Его венгерская подруга бродила среди мраморного мрамора. Белых крестов была тут целая колонна. Намного больше, чем наших пирамидок. Сотни одинаковых. Целая армия густоволосых и веселых юношей и девушек смотрела с бежево-рыжих фотомедальонов. «Конские хвосты», набриолиненные коки, галстуки с гавайскими узорами — первое поколение рок-н-ролла.
Из сердцевины креста, перед которым Иби сделала книксен, укладывая цветы, тоже смотрела застекленная фотография.
— К сожалению, ношу я не его фамилию, — сказала она. — Правда, он похож на Бориса Виана?
Этого француза Александр не читал. Молча смотрел он на крест. Фотопортрет был чем-то похож на дочь. Даже и не чертами…
Этакий вольнодумный — теленок лизнул — завиток над выпуклым лбом, породистый нос с горбинкой, ироничная полуулыбка на гонком европейском лице и, однако, упорный вызов в глазах, глядящих исподлобья.
…дух Европы самой?
— Lʼhomme est une passion inutile. Человек, это… как по-русски лучше? Бесполезная страсть? Бесцельная?
— Лучше тщетная.
— Именно. Тщетная! Но я, ты знаешь, им завидую. Такой страсти мы не узнаем. — Она повернулась к третьему за столиком пиано-бара. — Iʼm speaking about the generation of the Fifty-Six…[146]
Он был американец — кому она переводила.
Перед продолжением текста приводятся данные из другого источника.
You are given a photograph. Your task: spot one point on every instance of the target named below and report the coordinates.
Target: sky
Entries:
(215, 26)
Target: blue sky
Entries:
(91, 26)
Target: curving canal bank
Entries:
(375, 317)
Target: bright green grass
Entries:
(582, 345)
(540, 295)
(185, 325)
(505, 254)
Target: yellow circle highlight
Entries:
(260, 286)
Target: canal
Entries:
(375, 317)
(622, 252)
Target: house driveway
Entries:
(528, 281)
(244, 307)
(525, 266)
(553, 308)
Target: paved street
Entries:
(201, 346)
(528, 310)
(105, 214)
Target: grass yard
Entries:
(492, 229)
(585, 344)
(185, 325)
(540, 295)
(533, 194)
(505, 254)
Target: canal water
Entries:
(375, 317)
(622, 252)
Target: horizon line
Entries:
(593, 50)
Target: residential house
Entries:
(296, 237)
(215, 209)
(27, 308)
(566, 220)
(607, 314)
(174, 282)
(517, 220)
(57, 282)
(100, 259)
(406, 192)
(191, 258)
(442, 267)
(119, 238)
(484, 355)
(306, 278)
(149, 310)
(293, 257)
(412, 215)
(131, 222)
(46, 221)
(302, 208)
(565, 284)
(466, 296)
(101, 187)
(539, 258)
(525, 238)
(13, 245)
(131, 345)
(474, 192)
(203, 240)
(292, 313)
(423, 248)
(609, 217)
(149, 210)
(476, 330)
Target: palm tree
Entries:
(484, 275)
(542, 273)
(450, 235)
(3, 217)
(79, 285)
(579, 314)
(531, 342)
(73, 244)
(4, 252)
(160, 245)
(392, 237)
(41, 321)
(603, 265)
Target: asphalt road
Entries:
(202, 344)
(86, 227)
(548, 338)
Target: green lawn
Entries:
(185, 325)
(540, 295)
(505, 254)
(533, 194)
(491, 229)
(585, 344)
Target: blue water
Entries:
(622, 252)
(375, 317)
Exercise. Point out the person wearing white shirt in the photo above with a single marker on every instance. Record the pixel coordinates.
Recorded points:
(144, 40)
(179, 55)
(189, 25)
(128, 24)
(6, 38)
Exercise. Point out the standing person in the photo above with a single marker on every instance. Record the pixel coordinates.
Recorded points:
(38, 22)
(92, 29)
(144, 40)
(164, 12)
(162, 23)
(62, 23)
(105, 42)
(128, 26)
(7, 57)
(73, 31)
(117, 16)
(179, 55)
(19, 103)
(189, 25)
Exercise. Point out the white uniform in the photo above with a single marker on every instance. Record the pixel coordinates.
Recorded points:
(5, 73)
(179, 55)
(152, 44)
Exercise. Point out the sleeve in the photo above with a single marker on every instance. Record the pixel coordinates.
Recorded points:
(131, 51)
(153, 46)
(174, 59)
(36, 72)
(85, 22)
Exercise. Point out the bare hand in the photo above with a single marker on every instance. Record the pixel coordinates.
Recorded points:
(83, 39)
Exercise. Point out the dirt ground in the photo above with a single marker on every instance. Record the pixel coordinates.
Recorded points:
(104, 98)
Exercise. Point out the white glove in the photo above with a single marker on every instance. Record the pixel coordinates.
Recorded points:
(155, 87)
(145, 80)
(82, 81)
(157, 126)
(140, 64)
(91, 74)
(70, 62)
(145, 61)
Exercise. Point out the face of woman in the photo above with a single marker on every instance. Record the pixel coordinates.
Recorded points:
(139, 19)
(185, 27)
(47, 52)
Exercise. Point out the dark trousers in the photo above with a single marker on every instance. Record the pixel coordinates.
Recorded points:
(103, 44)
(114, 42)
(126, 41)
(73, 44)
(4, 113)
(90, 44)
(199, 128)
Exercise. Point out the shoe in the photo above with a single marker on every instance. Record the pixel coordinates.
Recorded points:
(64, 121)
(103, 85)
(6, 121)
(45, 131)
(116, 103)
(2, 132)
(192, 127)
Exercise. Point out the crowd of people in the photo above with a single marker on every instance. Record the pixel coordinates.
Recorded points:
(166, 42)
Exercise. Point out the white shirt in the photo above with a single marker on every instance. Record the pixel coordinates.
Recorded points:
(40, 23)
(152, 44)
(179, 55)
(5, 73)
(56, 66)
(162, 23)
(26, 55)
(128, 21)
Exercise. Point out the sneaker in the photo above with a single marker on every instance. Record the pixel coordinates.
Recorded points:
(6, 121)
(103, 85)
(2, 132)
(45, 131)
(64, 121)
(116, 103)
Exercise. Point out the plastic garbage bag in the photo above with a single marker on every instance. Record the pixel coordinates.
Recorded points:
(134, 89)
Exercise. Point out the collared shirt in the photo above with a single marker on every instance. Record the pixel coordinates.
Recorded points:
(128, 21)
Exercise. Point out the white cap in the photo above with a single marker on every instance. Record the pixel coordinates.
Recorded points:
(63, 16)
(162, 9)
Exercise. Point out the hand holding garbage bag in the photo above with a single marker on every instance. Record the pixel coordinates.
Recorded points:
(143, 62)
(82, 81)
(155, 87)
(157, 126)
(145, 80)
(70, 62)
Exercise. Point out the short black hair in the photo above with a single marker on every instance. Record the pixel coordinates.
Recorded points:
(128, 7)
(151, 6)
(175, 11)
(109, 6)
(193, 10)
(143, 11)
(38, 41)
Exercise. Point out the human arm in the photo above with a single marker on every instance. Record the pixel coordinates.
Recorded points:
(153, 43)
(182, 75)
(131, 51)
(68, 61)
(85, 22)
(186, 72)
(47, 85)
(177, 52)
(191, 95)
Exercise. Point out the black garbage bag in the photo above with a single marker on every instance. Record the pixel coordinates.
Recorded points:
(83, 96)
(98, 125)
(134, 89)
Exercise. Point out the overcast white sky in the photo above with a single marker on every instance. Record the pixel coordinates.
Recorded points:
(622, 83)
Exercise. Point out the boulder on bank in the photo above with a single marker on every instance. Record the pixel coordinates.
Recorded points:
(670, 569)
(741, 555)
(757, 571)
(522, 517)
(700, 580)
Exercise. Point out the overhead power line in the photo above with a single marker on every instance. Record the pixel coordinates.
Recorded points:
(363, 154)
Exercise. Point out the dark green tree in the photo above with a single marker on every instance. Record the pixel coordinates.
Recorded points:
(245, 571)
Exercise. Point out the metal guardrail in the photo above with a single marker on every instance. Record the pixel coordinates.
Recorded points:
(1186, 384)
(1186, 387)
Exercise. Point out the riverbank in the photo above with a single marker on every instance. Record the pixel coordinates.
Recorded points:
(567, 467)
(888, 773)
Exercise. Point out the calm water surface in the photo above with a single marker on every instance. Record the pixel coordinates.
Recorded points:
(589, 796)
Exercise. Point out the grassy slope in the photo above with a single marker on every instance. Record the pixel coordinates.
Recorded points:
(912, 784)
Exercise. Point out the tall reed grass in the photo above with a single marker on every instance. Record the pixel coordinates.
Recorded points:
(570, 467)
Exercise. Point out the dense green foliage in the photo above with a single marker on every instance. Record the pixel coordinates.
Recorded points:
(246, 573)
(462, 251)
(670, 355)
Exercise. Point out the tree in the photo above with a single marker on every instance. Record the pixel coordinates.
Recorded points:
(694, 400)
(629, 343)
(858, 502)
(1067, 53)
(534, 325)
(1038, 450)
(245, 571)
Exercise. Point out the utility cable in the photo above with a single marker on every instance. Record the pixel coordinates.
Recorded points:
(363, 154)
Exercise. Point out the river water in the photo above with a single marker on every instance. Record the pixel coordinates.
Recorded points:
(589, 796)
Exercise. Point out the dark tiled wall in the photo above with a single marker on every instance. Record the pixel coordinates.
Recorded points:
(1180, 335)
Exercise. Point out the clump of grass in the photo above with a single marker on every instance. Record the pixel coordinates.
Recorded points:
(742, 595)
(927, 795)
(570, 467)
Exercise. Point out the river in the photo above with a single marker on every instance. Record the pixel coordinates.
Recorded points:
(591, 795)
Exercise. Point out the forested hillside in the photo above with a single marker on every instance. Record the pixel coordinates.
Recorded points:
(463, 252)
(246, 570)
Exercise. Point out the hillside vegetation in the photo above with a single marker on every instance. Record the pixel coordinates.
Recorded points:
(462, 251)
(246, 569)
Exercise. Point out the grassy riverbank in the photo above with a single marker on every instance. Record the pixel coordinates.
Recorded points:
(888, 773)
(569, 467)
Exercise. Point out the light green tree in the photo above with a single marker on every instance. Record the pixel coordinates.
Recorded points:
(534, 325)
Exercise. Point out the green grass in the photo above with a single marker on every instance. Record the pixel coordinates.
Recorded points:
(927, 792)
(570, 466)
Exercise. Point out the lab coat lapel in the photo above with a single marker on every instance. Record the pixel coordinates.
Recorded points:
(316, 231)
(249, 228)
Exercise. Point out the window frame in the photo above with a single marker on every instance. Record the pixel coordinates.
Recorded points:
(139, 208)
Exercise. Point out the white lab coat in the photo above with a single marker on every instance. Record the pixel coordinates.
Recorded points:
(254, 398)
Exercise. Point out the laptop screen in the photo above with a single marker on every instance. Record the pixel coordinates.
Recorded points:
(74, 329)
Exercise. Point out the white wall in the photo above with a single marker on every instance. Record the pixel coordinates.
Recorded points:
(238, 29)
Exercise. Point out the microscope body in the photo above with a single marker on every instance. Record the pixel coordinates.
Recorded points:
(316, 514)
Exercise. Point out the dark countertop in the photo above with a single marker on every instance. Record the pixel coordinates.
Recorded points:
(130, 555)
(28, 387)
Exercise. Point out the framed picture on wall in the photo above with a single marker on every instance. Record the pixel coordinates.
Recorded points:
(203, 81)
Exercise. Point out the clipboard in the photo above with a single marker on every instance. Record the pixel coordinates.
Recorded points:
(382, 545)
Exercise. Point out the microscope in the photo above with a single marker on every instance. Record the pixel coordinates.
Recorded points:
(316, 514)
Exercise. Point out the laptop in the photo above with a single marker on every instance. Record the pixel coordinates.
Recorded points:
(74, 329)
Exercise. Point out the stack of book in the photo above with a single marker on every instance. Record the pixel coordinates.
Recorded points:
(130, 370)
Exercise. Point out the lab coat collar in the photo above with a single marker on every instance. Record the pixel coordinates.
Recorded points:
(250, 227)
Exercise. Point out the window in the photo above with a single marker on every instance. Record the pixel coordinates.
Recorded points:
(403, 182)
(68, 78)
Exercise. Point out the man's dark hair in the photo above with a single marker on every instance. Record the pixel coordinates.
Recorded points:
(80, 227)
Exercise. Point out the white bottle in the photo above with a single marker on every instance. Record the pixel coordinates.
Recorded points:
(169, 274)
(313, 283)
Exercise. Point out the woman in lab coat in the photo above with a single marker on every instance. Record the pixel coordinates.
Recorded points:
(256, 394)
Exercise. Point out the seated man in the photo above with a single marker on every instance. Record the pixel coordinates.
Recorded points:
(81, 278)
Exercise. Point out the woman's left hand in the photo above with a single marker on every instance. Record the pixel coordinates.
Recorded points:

По имени Тимоти. Стажер будапештского университета имени Лорана Эотвоша. Вельветово-замшевый такой. Слушая запальчивый монолог Иби, он шерстил свою рыжеватую бородку, потуплял покрасневшие от их сигаретного дыма глаза за стеклами очков на бокал красного, вставляя при этом что-то диссонирующее: то, мол, просто была эпоха чрезмерных реакций, overreactions, которая канула без шансов на возвращение, поскольку даже Советский Союз после Праги-68, кажется, возвращается к цивилизованным формам общения с человечеством: все в этом гниловатом духе.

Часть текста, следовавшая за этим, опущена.